A beautiful gift book arrived in the house, Over the Counter: Cork’s Retail Heritage documents a selection of the remaining traditional shops in the city and county; the places where a shopkeeper stands behind a counter and where goods are arranged in wooden shelves along the walls.
Friends from the North, one a grocer’s son and a former grocer himself, the other a grocer’s daughter looked through the pages; the scenes pictured were as familiar to people from rural Ulster as to those who went through shop doors of southern Cork. The pictures exuded atmosphere; remembered sounds and scents brought tumbling reminiscences.
Pictures of Berkel and Salter scales sitting on shop counters, declaring amounts in pounds and ounces, are forever associated with blocks of cheese being cut with a wire, the piece requested then being placed on a sheet of greaseproof paper before being weighed. Shopkeepers were skilled at estimating within an ounce how much they had cut; a pound of cheese requested would rarely have resulted in a piece that exceeded half an ounce less or half an ounce more than the desired amount.
Of course, the appeal in the photographs lies in their evocation of a past that has almost disappeared. Perhap the demise of the small shop is due to price competition, perhaps it is something more. Shopping has become a leisure activity and the corner shop cannot compete as a venue. There must have been a point when shopping passed from being a necessary duty to being a leisure activity.
My grandmother in Somerset did her weekly shopping from the farm telephone: making a list through the week, she would phone the Co-op in the local village with her list of requirements and the Co-op van would deliver her groceries to her door (online shopping would have been no novelty to her). Trips to towns with high streets and department stores were rare. Maybe women would have lingered at drapers, looking at new stock that had arrived, but most shops were hardly places where one could browse.

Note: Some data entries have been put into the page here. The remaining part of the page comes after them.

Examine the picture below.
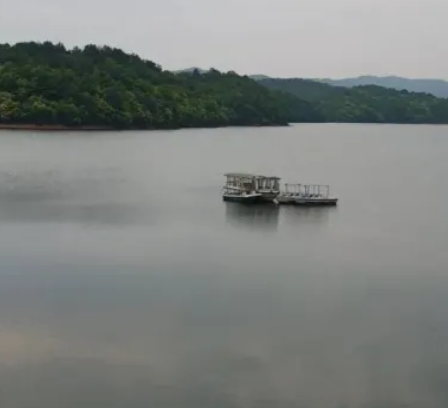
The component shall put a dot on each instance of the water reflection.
(307, 215)
(265, 216)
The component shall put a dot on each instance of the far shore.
(10, 126)
(20, 126)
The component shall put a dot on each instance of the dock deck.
(306, 195)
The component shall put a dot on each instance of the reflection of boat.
(254, 216)
(306, 195)
(250, 188)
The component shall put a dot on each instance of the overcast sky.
(284, 38)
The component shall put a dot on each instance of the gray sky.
(307, 38)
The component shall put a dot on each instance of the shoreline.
(18, 126)
(10, 126)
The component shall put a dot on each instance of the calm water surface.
(125, 281)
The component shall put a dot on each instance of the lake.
(125, 281)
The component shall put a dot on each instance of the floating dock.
(306, 195)
(247, 188)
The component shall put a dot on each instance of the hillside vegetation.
(47, 84)
(365, 104)
(436, 87)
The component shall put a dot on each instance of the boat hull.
(243, 198)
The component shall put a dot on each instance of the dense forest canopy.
(48, 84)
(365, 104)
(45, 83)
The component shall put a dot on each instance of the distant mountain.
(258, 77)
(191, 70)
(364, 103)
(436, 87)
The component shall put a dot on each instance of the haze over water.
(126, 281)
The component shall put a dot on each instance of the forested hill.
(365, 104)
(47, 84)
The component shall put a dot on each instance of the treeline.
(47, 84)
(365, 104)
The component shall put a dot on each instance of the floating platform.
(306, 195)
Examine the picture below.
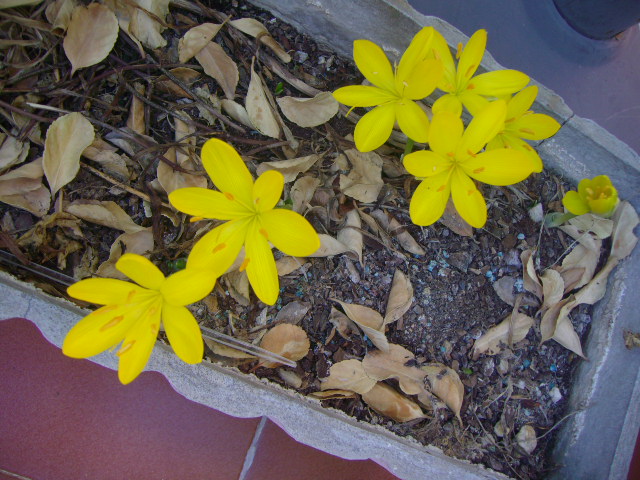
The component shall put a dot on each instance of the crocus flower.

Perhaps the change began with the supermarkets and the opportunity to shop at your own pace. But pushing the trolley around Lipton’s, or whatever happened to be one’s supermarket was hardly the ground for a lifestyle change. Leisure shopping seems really to have developed with the advent of shopping malls.
In Northern Ireland, it used to be said that the shopping centres appeared not as marketing devices, but as a response to terrorism. As bombs tore the hearts out of towns and cities, retailers located in out of town sites; sites that had ample car parking for an increasingly mobile population and sites that were more easily secured against attack than shops that fronted onto streets with passing traffic. In Belfast the security response was to close the city centre shopping streets to traffic, but the malls became well established.
Living in Newtownards in Co Down in the ’80s, the shopping centre became a meeting place; it was warm and welcoming with a string of cafes and an abundance of benches. The shopping mall has now become the first choice as a meeting place, particularly for young people. The mall represents a safe place, an environment protected against the excesses of drink and drug abuse that mark parts of our towns and cities. There is no danger of meeting youths drinking and cursing their way through the streets, and no danger of getting threatened by some addict looking for money. In our failure to secure our city, we have driven people indoors.
The malls reassure because they are predictable; before one goes through the automatic doors, it would not be hard to list the stores one expects to find. The mall enables shopping as leisure.
Sadly the mall also threatens; the heritage recorded in the pages of ‘Over the Counter’ will cease altogether when the last customer succumbs to the temptations beyond those sliding doors.